Не сдерживая себя, я спустила на нее всех собак. Чем больше я говорила, тем больше злилась.

— С тобой ведь ничего страшного не произошло? — испуганно спросила мать, после того как я закончила свою гневную тираду.

— А что могло произойти?

— Хорошо, я знала, что ничего страшного не случится, поэтому и не беспокоилась. Я бы пошла вместо тебя, если бы он был не из армии северян, а из национальной или американской армии. Я пошла бы вместо вас обеих, — сказала она, словно фанатик, готовый на все, и замолчала.

Временами мать говорила так, словно верила в коммунистическую партию больше, чем члены коммунистической партии, что вводило в заблуждение окружающих. Я была так возмущена, что сил на разговор о предстоящих трудностях у меня не хватило. С такой матерью и братом, у которого единственной защитной реакцией было заикание, нам с племянниками скоро снова предстояло пережить кризис, который должен был вновь перевернуть наш мир с ног на голову.
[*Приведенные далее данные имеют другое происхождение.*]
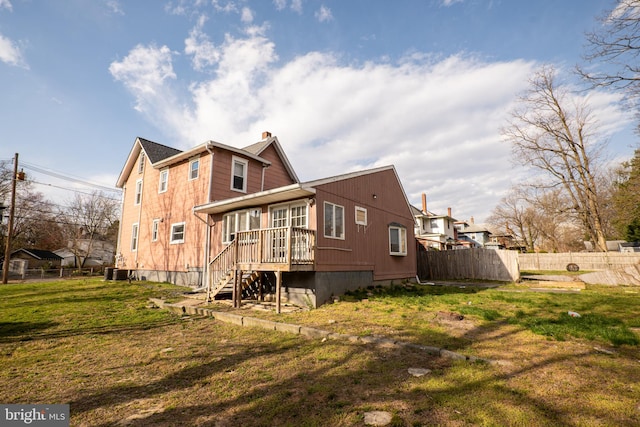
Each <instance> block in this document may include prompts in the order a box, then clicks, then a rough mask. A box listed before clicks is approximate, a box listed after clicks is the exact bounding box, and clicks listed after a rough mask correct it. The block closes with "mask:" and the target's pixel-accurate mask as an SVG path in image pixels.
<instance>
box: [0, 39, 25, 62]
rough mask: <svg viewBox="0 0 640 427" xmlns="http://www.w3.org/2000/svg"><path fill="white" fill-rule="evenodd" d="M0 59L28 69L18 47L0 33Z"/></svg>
mask: <svg viewBox="0 0 640 427" xmlns="http://www.w3.org/2000/svg"><path fill="white" fill-rule="evenodd" d="M0 61H2V62H5V63H7V64H9V65H14V66H16V67H22V68H26V69H28V68H29V66H28V65H27V63H26V62H25V60H24V58H23V56H22V52H20V48H19V47H18V46H17V45H16V44H15V43H14V42H13V41H12V40H11V39H9V38H7V37H5V36H3V35H2V34H0Z"/></svg>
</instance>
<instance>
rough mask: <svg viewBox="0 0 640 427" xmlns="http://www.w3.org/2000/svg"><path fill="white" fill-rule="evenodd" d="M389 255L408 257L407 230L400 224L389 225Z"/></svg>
mask: <svg viewBox="0 0 640 427" xmlns="http://www.w3.org/2000/svg"><path fill="white" fill-rule="evenodd" d="M389 254H390V255H397V256H406V255H407V229H406V228H405V227H403V226H402V225H400V224H389Z"/></svg>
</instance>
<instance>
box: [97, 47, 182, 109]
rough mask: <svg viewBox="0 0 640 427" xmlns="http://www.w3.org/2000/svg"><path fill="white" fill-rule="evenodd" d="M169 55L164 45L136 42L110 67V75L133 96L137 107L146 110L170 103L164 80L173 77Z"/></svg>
mask: <svg viewBox="0 0 640 427" xmlns="http://www.w3.org/2000/svg"><path fill="white" fill-rule="evenodd" d="M172 54H173V53H172V52H171V50H170V49H169V48H168V47H167V46H162V47H156V46H143V45H138V46H136V47H134V48H133V49H132V50H131V51H130V52H129V54H128V55H127V56H126V57H125V58H124V59H123V60H122V61H114V62H112V63H111V65H110V66H109V71H110V72H111V75H112V76H113V77H114V78H115V79H116V80H117V81H120V82H122V83H123V84H124V86H125V87H126V88H127V89H128V90H129V91H130V92H131V93H132V94H133V95H134V97H135V98H136V106H135V109H136V110H138V111H140V112H149V111H150V110H152V109H155V108H162V107H163V106H164V105H165V104H168V103H170V102H171V97H169V96H167V95H169V94H170V92H169V87H168V85H167V80H169V79H171V80H173V79H175V78H176V74H175V73H174V71H173V64H172ZM160 120H162V119H160Z"/></svg>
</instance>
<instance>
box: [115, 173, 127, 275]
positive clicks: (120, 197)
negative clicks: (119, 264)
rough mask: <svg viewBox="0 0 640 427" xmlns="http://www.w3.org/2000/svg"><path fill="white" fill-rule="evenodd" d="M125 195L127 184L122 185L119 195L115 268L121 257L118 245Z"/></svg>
mask: <svg viewBox="0 0 640 427" xmlns="http://www.w3.org/2000/svg"><path fill="white" fill-rule="evenodd" d="M126 194H127V184H124V185H123V186H122V194H121V195H120V220H119V221H118V240H117V241H116V257H115V258H116V259H115V261H116V263H115V268H118V267H119V259H120V258H121V257H118V254H121V253H122V248H121V247H120V245H121V244H122V236H121V234H122V214H123V212H124V198H125V195H126Z"/></svg>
В ту ночь, когда конюх Шин рассказал мне, что в скором времени северяне могут начать стратегическое отступление, поступило распоряжение о составлении списка людей, которые могли эвакуироваться на север. В народном комитете, куда до этого я ходила по большей части для галочки, вдруг стало очень много работы. С тем, что все члены семьи Чжонхи и председатель Кан эвакуируются на север, мы определились практически сразу, а вот что касается моей семьи, то ее оставили в качестве резерва. Конечно, мы приблизительно знали число людей, готовых к эвакуации, но возникла проблема, которую мы не могли предвидеть.

Во-первых, я считала, что не стоило писать в официальном документе, что эвакуация касается даже тех домов, в которых жили только старики. Среди них пять женщин изъявило желание отправиться на север. Это были матери, чьи дети добровольно перешли на сторону КНДР. Мы с председателем думали, что проблем с ними не будет, просто матери последуют за детьми, поэтому мы составили доклад и указали настоящую причину их эвакуации, но мнение вышестоящих органов было другим. Председатель Кан думал, что он перевыполнил план по эвакуации, но, сходив в городской народный комитет или городской комитет партии, он понял, что все оказалось далеко не так. Ему сказали, чтобы он сделал все возможное, чтобы старики не смогли уехать. Я поняла, что эвакуация была организована для того, чтобы угнать молодую рабочую силу. Никто еще ничего не сказал насчет меня, но мне было тревожно, казалось, будто петля сжимается на горле. Председатель Кан, хорошо знавший положение нашей семьи, ничего не говорил об эвакуации, но я ясно помнила слова Шина, и в голову приходили мысли о том, что легко я не отделаюсь.